In past years, the university has had to intervene with student organizations to prevent hazing, so observing NHPW has a large impact on the wellbeing of the community. Last year, the Sigma Alpha Epsilon fraternity did not join in rush week because of hazing allegations.
National Hazing Prevention Week was established in 2007 by HazingPrevention.org, a non-profit dedicated to raising awareness of how to identify hazing as well as the effects that hazing has on communities. HazingPrevention.org recognizes that hazing doesn’t only affect students on academic campuses; their goal is to bring together communities in the discussion of the issue. They sponsor programs throughout elementary, middle and high schools, as well as at university and college campuses and military training facilities.
UMaine celebrated the week by encouraging students to engage in a conversation about hazing. Many of the Interfraternity and Panhellenic Council members were given the opportunity to table at the Memorial Union to hold discussions and participate in NHPW.
The UMaine Student Affairs Department also hosted a table in the Memorial Union and encouraged passing students to sign a banner to pledge their support towards NHPW and to show that the UMaine community is dedicated to hazing recognition and prevention.
Robert Dana, the vice president for student life and dean of students is dedicated to the effort to prevent hazing at the university.
“Hazing obviously has its roots in establishing bonds and connections to a group.
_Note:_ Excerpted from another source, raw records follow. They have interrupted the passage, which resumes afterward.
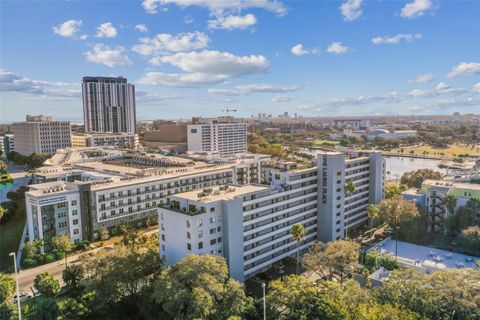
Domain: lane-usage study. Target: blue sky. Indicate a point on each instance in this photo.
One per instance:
(194, 57)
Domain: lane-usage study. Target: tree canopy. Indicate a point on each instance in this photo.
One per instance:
(198, 287)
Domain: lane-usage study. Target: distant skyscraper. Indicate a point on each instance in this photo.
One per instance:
(108, 104)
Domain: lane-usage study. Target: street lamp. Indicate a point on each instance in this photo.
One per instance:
(16, 279)
(264, 302)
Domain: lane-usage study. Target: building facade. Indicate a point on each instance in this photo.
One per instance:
(7, 144)
(119, 140)
(338, 209)
(41, 134)
(217, 136)
(108, 104)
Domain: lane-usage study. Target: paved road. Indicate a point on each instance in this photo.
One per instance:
(26, 277)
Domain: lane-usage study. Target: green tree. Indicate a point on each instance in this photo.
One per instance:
(372, 213)
(198, 287)
(397, 211)
(394, 190)
(73, 276)
(47, 285)
(46, 309)
(119, 277)
(63, 244)
(298, 231)
(414, 179)
(339, 256)
(104, 234)
(296, 297)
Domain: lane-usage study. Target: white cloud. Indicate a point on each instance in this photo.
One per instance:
(103, 54)
(464, 68)
(106, 30)
(299, 50)
(231, 22)
(282, 98)
(180, 79)
(218, 7)
(397, 38)
(203, 68)
(141, 28)
(351, 10)
(188, 19)
(338, 48)
(245, 89)
(416, 9)
(476, 88)
(163, 43)
(424, 78)
(68, 29)
(11, 82)
(216, 62)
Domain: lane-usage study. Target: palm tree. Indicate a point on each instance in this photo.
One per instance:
(474, 205)
(450, 202)
(372, 213)
(350, 187)
(297, 232)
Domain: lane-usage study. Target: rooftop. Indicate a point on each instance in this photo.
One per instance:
(220, 193)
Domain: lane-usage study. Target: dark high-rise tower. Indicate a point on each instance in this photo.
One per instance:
(108, 104)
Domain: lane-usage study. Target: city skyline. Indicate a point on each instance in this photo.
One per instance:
(194, 58)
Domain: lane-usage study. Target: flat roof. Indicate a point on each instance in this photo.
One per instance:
(230, 192)
(418, 256)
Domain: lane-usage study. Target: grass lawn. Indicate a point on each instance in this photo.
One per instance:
(451, 151)
(10, 236)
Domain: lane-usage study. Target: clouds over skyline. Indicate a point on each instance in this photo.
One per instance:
(416, 8)
(351, 10)
(105, 55)
(396, 39)
(68, 29)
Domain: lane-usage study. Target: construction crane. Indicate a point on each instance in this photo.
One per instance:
(227, 110)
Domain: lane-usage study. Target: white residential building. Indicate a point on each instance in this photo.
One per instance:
(339, 210)
(41, 134)
(217, 136)
(53, 209)
(7, 144)
(108, 104)
(118, 140)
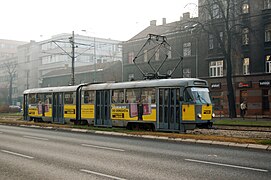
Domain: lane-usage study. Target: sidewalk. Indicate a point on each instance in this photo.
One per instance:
(246, 118)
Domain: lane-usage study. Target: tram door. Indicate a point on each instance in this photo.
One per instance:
(25, 108)
(169, 109)
(58, 108)
(102, 108)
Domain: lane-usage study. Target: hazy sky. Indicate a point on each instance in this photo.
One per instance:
(26, 20)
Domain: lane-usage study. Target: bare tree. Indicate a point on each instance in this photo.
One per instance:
(219, 20)
(11, 69)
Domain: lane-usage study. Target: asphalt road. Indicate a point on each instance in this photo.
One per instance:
(29, 153)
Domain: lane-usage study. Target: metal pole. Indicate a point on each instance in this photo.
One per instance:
(94, 77)
(73, 58)
(197, 61)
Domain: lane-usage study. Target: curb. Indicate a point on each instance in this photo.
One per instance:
(230, 144)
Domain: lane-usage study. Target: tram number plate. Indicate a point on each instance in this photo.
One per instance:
(207, 112)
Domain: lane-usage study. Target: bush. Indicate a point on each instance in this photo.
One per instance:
(4, 108)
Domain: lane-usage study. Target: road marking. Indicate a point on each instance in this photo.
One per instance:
(102, 147)
(101, 174)
(227, 165)
(17, 154)
(38, 138)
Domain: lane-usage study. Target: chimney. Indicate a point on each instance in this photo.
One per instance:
(186, 16)
(164, 20)
(153, 23)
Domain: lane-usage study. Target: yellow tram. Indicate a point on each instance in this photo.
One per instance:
(161, 104)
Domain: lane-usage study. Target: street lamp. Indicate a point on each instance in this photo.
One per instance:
(94, 55)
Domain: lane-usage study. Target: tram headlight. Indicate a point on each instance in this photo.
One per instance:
(213, 115)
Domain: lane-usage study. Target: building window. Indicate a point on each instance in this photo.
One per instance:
(268, 63)
(169, 53)
(221, 35)
(246, 66)
(145, 55)
(157, 55)
(186, 72)
(245, 36)
(130, 57)
(267, 4)
(265, 100)
(131, 77)
(267, 34)
(187, 49)
(211, 41)
(245, 8)
(216, 68)
(215, 12)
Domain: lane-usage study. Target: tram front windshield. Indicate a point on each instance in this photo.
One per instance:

Hazing is, however, a dangerous and typically demeaning behavior that actually weakens bonds and loyalty to a group. If a group seeks to establish a common bonding experience the best and most effective efforts assure that the activity is safe and respectful of people,” Dana said. “Embarrassing, shaming, frightening or otherwise subjecting a person to any expectation that they must do something to be accepted is wrong.”
Dana noted that the UMaine community can be stronger if the members focus on ways to form positive, uplifting connections with others in their social group.
“Instead [of hazing], dignifying someone and sharing healthy and positive experiences that all members participate in likely will lead to a strong bond, a stronger group, and a set of experiences that everyone is proud of and which demonstrates a healthy group,” Dana said.
Dana also noted that UMaine is a zero-tolerance community when it comes to hazing.
“Hazing can be found in any sort of group but we have zero tolerance for it – whether subtle or severe – and my hope for this community is for all of us to be part of the no hazing imperative,” Dana said. “Here we do not haze. We’re better than that and all of us pulling together can assure nothing like this is now or ever a part of our community culture.”